Crystal net catalog of model flat band materials

• Published in: npj computational materials Vol. 10; no. 1; pp. 39 - 9
• Main Authors: Neves, Paul M., Wakefield, Joshua P., Fang, Shiang, Nguyen, Haimi, Ye, Linda, Checkelsky, Joseph G.
• Format: Journal Article
• Language: English
• Published: London Nature Publishing Group UK 20.02.2024; Nature Publishing Group; Nature Portfolio
• Subjects: 639/301/119/2792/4128; 639/766/119/995; Algorithms; Candidates; Characterization and Evaluation of Materials; Chemistry and Materials Science; Computational Intelligence; Crystal lattices; Frustration; Materials Science; Materials selection; Mathematical and Computational Engineering; Mathematical and Computational Physics; Mathematical Modeling and Industrial Mathematics; Metamaterials; Optical lattices; Physics; Theoretical
• ISSN: 2057-3960; 2057-3960
• DOI: 10.1038/s41524-024-01220-x

Flat band systems are currently under intense investigation in quantum materials, optical lattices, and metamaterials.

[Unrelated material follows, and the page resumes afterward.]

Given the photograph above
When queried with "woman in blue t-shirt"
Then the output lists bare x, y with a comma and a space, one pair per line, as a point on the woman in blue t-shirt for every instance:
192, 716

These efforts are motivated by potential realization of strongly correlated phenomena enabled by frustration-induced flat band dispersions; identification of candidate platforms plays an important role in these efforts. Here, we develop a high-throughput materials search for bulk crystalline flat bands by automated construction of uniform-hopping near-neighbor tight-binding models. We show that this approach captures many of the essential features relevant to identifying flat band lattice motifs in candidate materials in a computationally inexpensive manner, and is of use to identify systems for further detailed investigation as well as theoretical and metamaterials studies of model systems. We apply this algorithm to 139,367 materials in the Materials Project database and identify 63,076 materials that host at least one flat band elemental sublattice. We further categorize these candidate systems into at least 31,635 unique flat band crystal nets and identify candidates of interest from both lattice and band structure perspectives. This work expands the number of known flat band lattices that exist in physically realizable crystal structures and classifies the majority of these systems by the underlying lattice, providing additional insights for familiar (e.g., kagome, pyrochlore, Lieb, and dice) as well as previously unknown motifs.